Mulheres nos Quadrinhos: Margaret Atwood

Mulheres nos Quadrinhos: Margaret Atwood

Por esta altura, o nome Margaret Atwood deve soar familiar aos seus ouvidos. Tal familiaridade se deve, provavelmente, ao sucesso da adaptação para a TV do livro “The Handmaid’s Tale” (1985), “O conto da Aia” em português, que foi transmitida nos anos de 2017 e 2018 pela empresa de entretenimento Hulu – você pode ler mais sobre a série aqui!

Margaret Eleanor Atwood (1939), como você deve igualmente ter lido aqui, é uma escritora canadense, natural de Ottawa. Ela é autora de aproximadamente 50 livros, entre eles: “Alias Grace” (1996), que também ganhou uma adaptação no formato série na Netflixvocê pode ler sobre a série aqui, e, um dos mais recentes, “The heart goes last” (2016).

Ao longo dos seus 79 anos, a prolífica escritora canadense publicou romances, contos, poesias, produziu roteiros para TV, “Snowbird” (1981), e rádio, “The Trumpets of Summer” (1964), livros para crianças, etc. Em virtude de suas realizações, recebeu em torno de 10 premiações. Interessante destacar que ela foi a criadora da LongPen (2006), uma invenção tecnológica que permite que documentos sejam assinados e livros autografados a distância. A nova tecnologia foi pensada por Margaret Atwood a partir da necessidade de exaustivas participações em Book Tours geograficamente distantes.

Margaret Atwood
LongPen – criação de Margaret Atwood

Filha de pais de mente progressista, Atwood não teve uma trajetória educacional convencional. Essa condição foi potencializada pela profissão do pai que exigia constantes temporadas no norte do Canadá, o que dificultava a frequência dos filhos numa escola tradicional. A mencionada dificuldade levou os próprios pais a cuidarem da educação das crianças. Graças ao apoio intelectual dos pais e sua disposição pessoal, Atwood, em seus primeiros anos, enveredou por caminhos formativos cuja ênfase era a literatura.
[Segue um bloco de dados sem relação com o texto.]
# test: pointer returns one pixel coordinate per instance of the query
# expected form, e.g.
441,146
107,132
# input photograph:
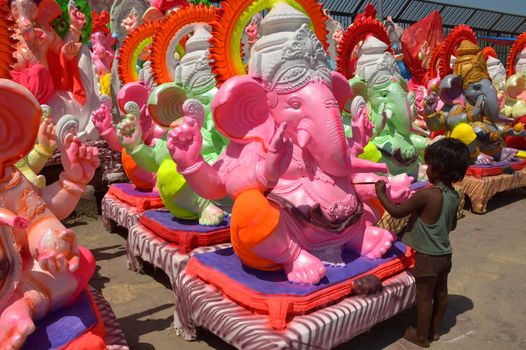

A literatura, incluindo a imagética, foi a primeira “escola” da autora canadense.

Segundo observações da própria Atwood (CBC Learning), ter uma educação conduzida basicamente a partir da literatura parece ter contribuído para sua trajetória de sucesso, uma vez que ela escapou das pressões naturalizantes e castradoras sofridas pelas meninas no contexto escolar da sua época. Vale relembrar que as mulheres daquele período não eram incentivadas a perseguirem uma carreira profissional e/ou intelectual, o caminho considerado desejado e natural para as mulheres era o da constituição familiar. Em certo sentido, ficar longe da instrução escolar daquela época garantiu a Atwood possibilidades pouco comuns às mulheres.

Aos 16 anos, enquanto ainda cursava o ensino médio, agora numa escola convencional, Atwood já havia decidido ser escritora, conforme podemos ler na obra “Margaret Atwood: A Biography”, de Nathalie Cooke. Na faculdade, a aspirante a escritora foi fortemente influenciada pelo professor e crítico literário Northrop Frye (1912–1991). Segundo Heidi Macphersons, em “The Cambridge introduction to Margaret Atwood” (2010), as marcas da influência de Frye podem ser observadas principalmente na primeira (auto)publicação do seu livro de poesia Double Persephone(1961), aos 22 anos.  

Em 1964, foi publicado o livro de poesia “The Circle Game” e, em 1966, aos 27 anos, Atwood recebeu o Governor General’s Award, concebido como o prêmio literário mais importante do Canadá, pelo livro supracitado. Atwood se consagrou como escritora profícua. No entanto, talvez cause surpresa sua outra faceta: Margaret Atwood também é quadrinista. Seu contato com as histórias em quadrinhos recontam a sua juventude. Como lemos em “Engendering the genre: the Works of Margaret Atwood” (2009), ela era uma leitora ávida cuja experiência lhe permitiu criar cartuns e roteiros para HQs.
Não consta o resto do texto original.